On March 25, a coalition of trade groups filed suit in the United States District Court for the District of Colorado, challenging a Colorado law which would have opted the state Section 521 of the Depository Institutions Deregulation and Monetary Control Act of 1980 (“DIDMCA”), a federal law enacted to create competitive equality between state-chartered banks and national banks. The law, set to take effect on July 1, 2024, would have subject out-of-state lenders to the state’s rate cap. 

The DIDMCA permits state-chartered banks to lend nationally at the rates allowed in their home states. Out-of-state bank depository institutions, particularly those in bank partnership arrangements, have used the law to make loans to Colorado consumers at rates, in some cases, in excess of the state’s rate cap law. The Colorado bill invokes a rarely utilized federal opt-out provision to allow the state to exclude Colorado from the reach of the DIDMCA, subjecting out-of-state lenders to the state’s rate cap. 

The trade groups’ complaint alleges that the Colorado law exceeds the state’s authority and conflicts with the U.S. Constitution’s supremacy and commerce clauses. Moreover, the trade groups argue that the law could restrict the availability of credit to Colorado consumers, particularly those individuals who have difficulty obtaining credit, and cause fintech lenders to flee the state. This would consequently lead to national banks, who are not subject to the state’s rate cap, to charge higher rates. 

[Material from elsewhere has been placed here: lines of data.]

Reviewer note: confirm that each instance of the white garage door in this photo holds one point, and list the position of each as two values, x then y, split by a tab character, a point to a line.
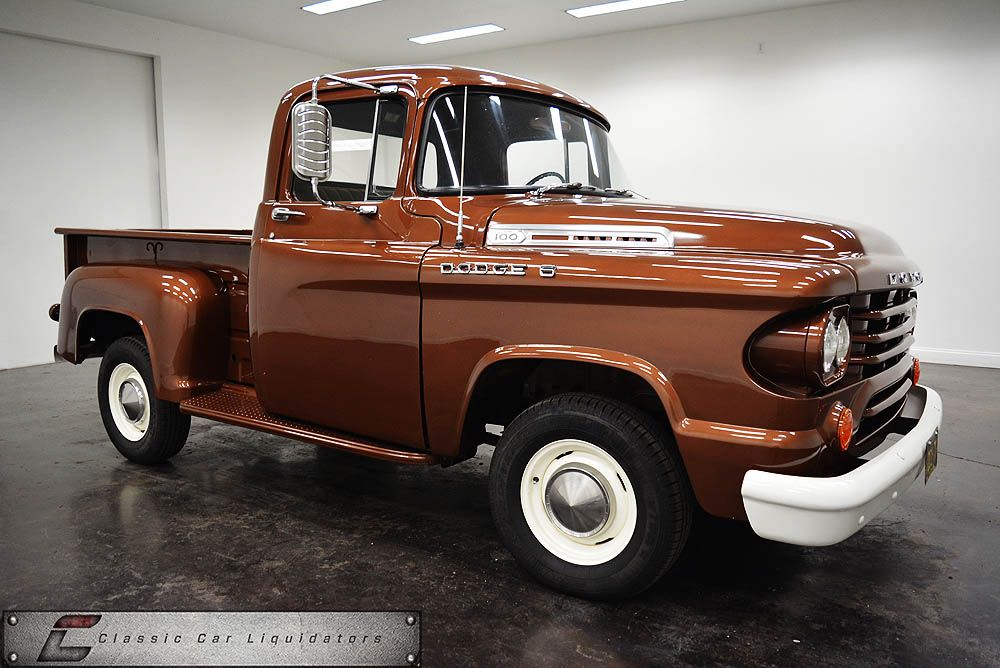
77	149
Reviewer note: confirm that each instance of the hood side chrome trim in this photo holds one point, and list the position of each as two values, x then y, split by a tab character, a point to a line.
630	237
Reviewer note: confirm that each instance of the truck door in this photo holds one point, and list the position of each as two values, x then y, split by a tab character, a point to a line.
335	294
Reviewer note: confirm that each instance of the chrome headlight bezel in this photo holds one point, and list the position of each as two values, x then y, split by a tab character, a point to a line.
805	350
828	345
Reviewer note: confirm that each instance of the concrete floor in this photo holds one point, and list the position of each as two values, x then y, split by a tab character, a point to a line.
244	521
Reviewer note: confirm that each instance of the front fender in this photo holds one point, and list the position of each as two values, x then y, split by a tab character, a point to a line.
584	354
181	312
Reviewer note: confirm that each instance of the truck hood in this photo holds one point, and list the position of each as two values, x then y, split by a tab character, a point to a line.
867	252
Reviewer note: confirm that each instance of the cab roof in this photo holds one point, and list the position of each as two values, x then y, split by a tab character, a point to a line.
426	80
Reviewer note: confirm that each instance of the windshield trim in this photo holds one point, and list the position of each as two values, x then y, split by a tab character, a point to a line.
418	165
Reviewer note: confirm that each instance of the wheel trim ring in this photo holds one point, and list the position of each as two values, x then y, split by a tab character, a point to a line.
133	430
608	542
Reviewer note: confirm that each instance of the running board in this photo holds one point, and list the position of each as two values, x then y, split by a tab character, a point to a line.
239	406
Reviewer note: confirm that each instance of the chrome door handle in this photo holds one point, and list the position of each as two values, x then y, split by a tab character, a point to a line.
281	214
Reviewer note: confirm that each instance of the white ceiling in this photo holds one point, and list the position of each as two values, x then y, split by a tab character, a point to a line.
377	34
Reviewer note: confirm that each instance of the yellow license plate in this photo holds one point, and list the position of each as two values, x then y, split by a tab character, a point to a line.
930	456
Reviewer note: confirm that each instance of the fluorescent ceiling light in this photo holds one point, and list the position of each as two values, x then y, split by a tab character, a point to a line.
456	34
620	6
329	6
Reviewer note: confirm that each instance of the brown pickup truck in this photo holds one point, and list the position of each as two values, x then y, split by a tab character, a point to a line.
445	257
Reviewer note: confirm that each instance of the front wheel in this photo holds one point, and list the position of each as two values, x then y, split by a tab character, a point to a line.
590	496
145	429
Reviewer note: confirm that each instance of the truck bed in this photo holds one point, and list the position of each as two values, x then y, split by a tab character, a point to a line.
222	254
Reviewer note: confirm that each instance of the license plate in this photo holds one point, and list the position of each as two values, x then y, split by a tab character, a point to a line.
930	456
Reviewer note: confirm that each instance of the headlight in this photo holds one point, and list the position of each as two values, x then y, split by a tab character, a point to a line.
803	351
836	344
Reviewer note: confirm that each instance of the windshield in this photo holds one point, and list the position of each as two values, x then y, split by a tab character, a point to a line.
513	144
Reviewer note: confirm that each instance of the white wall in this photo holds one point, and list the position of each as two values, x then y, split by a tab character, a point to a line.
66	162
215	97
883	112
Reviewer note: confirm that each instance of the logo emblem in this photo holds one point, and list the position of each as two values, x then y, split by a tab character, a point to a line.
491	269
903	277
54	650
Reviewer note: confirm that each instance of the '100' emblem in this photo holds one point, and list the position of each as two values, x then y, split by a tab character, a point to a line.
488	268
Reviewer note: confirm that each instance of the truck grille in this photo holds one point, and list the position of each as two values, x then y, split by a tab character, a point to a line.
881	329
881	334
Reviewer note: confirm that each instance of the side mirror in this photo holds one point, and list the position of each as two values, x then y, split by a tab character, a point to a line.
311	141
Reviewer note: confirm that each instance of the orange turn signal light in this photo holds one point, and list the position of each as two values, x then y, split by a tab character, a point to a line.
845	428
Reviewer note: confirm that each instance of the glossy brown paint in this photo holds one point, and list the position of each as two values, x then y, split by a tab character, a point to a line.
352	327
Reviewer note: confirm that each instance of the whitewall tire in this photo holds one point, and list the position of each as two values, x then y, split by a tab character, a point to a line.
590	496
142	427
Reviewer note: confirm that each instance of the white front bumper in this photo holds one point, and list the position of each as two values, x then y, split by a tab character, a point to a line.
823	511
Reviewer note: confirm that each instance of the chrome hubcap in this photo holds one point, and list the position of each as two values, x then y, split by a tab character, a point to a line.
577	502
132	399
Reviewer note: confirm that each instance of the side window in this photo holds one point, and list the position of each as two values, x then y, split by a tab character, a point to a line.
366	152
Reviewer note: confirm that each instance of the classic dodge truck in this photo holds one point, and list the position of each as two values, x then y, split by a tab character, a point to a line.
445	257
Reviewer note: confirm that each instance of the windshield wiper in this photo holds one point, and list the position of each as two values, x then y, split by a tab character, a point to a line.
581	187
624	192
575	185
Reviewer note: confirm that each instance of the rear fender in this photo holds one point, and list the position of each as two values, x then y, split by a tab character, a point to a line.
181	312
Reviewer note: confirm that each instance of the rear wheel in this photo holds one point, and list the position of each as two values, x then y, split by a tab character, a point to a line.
590	496
145	429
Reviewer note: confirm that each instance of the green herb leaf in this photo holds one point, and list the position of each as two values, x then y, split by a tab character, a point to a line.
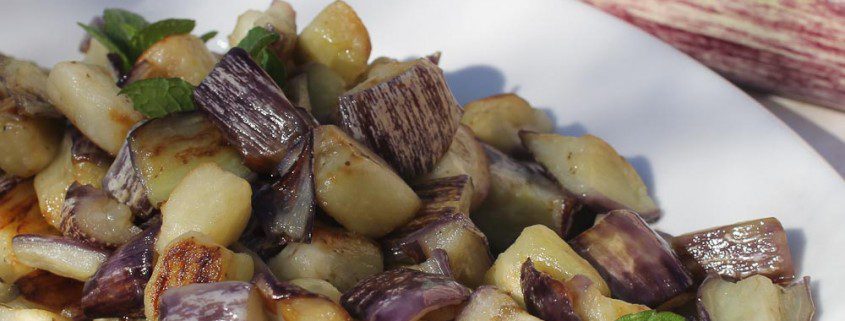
257	39
208	35
101	37
159	97
257	42
652	315
121	25
151	34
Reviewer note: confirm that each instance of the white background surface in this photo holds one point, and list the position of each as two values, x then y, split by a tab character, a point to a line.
710	154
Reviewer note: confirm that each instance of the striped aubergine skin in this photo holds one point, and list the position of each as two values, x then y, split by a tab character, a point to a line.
409	120
790	48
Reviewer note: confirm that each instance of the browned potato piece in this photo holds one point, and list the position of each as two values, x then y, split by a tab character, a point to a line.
497	120
337	256
520	196
193	258
550	254
590	168
19	214
177	56
338	39
27	144
465	157
352	183
88	97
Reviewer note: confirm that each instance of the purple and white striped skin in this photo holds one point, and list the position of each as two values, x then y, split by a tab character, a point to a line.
545	297
117	289
408	120
402	295
59	255
253	114
720	299
738	251
218	301
638	265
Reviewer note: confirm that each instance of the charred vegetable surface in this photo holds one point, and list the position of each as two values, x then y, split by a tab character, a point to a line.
639	265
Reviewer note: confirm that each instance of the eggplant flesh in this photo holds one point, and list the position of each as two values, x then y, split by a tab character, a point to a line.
253	113
738	251
754	299
639	265
402	295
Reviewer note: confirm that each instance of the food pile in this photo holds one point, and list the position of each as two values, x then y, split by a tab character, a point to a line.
291	178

Putting it into Practice: Trade groups have not hesitated in resorting to litigation to slow the spread of financial regulations. While these efforts have been so-far successful against the CFPB, it will be interesting to see how this litigation develops. Moreover, the state of Colorado has a track record of contesting the loan fees levied by out-of-state banking institutions, especially within bank partnership programs. In recent years, Colorado among other states have launched numerous lawsuits against such programs (previously discussed here, here and here).